In Lesotho, snow cover is not only highly relevant to the climate system, but also affects socio-economic factors such as water storage for irrigation or hydro-electricity. However, while sound knowledge of annual and inter-annual snow dynamics is strongly required by local stakeholders, in-situ snow information remains limited. In this study, satellite data are used to generate a time series of snow cover and to provide the missing information on a national scale.

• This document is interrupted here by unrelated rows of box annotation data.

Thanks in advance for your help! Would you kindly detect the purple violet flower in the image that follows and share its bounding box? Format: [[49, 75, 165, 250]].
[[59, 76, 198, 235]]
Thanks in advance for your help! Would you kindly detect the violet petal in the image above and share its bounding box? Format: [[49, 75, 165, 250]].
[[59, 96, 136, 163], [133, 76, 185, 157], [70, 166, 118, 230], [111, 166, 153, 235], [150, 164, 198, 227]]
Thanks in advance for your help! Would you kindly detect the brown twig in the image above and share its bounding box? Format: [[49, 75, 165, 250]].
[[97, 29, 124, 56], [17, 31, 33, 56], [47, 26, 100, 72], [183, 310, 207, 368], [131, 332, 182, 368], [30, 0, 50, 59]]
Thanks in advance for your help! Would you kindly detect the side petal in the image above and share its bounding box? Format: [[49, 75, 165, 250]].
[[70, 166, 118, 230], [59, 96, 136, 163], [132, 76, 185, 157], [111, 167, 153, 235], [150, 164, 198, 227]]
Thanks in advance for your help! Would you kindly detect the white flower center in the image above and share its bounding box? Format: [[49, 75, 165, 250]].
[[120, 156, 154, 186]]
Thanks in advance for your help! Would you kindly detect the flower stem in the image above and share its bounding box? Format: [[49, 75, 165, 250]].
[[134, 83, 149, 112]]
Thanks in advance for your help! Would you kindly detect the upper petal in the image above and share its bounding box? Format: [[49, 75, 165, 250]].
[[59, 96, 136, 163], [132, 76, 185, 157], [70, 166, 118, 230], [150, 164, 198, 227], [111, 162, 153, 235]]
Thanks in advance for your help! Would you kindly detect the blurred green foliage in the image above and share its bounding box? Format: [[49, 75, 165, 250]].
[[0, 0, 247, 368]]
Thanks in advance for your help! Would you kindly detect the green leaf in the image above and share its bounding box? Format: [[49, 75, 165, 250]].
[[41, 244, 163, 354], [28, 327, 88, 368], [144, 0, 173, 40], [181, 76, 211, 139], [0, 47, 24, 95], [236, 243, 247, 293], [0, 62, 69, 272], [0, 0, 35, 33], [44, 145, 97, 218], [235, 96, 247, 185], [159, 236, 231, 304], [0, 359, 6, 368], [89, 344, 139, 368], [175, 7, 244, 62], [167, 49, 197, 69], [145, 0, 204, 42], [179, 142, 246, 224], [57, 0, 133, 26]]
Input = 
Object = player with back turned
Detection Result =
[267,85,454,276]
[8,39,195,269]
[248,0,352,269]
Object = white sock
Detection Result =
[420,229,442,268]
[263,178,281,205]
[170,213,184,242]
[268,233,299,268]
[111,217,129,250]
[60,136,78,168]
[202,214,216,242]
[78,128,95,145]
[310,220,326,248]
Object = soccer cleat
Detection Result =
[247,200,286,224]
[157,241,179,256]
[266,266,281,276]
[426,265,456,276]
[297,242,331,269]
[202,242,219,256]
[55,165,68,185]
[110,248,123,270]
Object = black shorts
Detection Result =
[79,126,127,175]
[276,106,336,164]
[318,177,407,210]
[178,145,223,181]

A snow retrieval method, which is based on MODIS data and considers the concept of a normalized difference snow index (NDSI), has been implemented. Monitoring gaps due to cloud cover are filled by temporal and spatial post-processing. The comparison is based on the use of clear sky reference images from Landsat-TM and ENVISAT-MERIS. While the snow product is considered to be of good quality (mean accuracy: 68%), a slight bias towards snow underestimation is observed. Based on the daily product, a consistent time series of snow cover for Lesotho from 2000–2014 was generated for the first time. Analysis of the time series showed that the high annual variability of snow coverage and the short duration of single snow events require daily monitoring with a gap-filling procedure.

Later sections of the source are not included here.